Mi hanno sepolto lì vicino, lontano dalla terra consacrata, ma accanto al treno che non ho mai potuto prendere da vivo.
Vicino.
Tanto vicino da sentirne il battito, il respiro. Tanto vicino.
È stato, mentre il sangue evaporava in altre vite e i vermi mi liberavano del peso della materia, e la coscienza di esserci ancora mi rischiarava l'anima, solo allora, all'improvviso, ho sentito che ero finalmente libero.
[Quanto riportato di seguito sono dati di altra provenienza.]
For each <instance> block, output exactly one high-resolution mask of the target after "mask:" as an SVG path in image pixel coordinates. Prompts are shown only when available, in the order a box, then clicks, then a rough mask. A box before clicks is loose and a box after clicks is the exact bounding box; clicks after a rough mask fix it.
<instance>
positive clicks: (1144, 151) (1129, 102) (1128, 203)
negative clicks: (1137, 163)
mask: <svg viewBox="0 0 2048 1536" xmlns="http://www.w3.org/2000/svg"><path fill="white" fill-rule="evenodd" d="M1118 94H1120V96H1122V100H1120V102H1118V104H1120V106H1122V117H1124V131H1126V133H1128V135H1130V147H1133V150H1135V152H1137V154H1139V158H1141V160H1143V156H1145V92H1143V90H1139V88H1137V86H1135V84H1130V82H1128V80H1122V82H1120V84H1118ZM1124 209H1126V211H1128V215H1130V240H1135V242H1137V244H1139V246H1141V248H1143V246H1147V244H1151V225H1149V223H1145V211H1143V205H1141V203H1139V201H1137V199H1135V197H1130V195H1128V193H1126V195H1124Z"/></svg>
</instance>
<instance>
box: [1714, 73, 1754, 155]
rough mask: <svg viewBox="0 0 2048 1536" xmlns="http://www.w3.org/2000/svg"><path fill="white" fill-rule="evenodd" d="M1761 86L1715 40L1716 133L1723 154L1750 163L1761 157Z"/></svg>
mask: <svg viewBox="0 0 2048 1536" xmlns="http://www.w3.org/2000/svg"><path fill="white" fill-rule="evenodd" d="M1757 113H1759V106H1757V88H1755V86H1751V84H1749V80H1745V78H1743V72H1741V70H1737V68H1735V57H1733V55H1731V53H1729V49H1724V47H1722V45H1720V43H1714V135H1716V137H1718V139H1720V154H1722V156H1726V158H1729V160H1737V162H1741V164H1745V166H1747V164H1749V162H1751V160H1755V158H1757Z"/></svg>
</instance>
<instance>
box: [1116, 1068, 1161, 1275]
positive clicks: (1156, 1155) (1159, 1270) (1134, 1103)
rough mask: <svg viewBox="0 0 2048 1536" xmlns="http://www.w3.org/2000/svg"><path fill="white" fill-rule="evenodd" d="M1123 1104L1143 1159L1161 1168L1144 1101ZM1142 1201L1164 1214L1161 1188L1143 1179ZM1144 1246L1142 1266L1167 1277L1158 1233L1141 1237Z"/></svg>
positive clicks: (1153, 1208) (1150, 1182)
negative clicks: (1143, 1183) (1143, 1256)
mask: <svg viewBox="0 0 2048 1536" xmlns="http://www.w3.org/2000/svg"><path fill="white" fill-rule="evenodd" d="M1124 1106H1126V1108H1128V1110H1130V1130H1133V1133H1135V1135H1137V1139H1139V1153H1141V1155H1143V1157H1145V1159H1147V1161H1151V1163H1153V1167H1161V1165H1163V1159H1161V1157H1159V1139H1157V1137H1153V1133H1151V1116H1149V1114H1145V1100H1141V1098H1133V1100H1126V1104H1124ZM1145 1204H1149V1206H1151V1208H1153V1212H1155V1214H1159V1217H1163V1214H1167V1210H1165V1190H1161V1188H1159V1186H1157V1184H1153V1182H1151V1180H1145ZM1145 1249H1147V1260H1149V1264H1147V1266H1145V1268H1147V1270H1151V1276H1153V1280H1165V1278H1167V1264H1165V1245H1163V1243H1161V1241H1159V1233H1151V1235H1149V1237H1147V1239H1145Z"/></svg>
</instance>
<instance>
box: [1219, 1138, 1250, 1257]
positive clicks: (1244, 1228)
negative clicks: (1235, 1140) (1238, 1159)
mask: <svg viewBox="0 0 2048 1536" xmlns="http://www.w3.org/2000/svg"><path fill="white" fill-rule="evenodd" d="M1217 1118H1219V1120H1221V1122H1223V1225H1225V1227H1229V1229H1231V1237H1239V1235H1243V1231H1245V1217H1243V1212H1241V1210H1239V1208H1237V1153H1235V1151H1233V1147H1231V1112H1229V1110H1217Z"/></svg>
Certo ero solo fango e desiderio, ma non vi era più confusione ora, solo un pensiero. Il potere c'era però, quel potere che mi aveva invaso e condannato, ora era mio, e mi son fatto acqua, humus, polvere ed erba. Mi sono arrampicato per le radici dei nontiscordardimé, per quelle del trifoglio e la gramigna. Son filtrato lentamente, centimetro per centimetro a guadagnarmi quello a cui la mia vita aveva teso per tanto tempo, un tempo. ma il tempo ormai per me non ha confini. sino a raggiungere la massicciata ad impregnare il legno e i ferri, sino ad aggrapparmi alle ruote di questo treno in corsa.
E sono qui ora.
Che fischio, che rido e mi dispero.
Mi vengono incontro l'acqua verde del fiume, l'azzurro del mare il turbinare inconsulto delle città, il giallo dei campi, la pianura, le montagne dalle forme ignote, risuonano gli scambi e le fanfare.
Vita che mi brulica intorno e poi deserto.
E vado e vado e vado e vado e vado e vado.
Suono, velocità, odore, ardore.
Io.
Il treno.
Figlio di carne un tempo, ora metallo.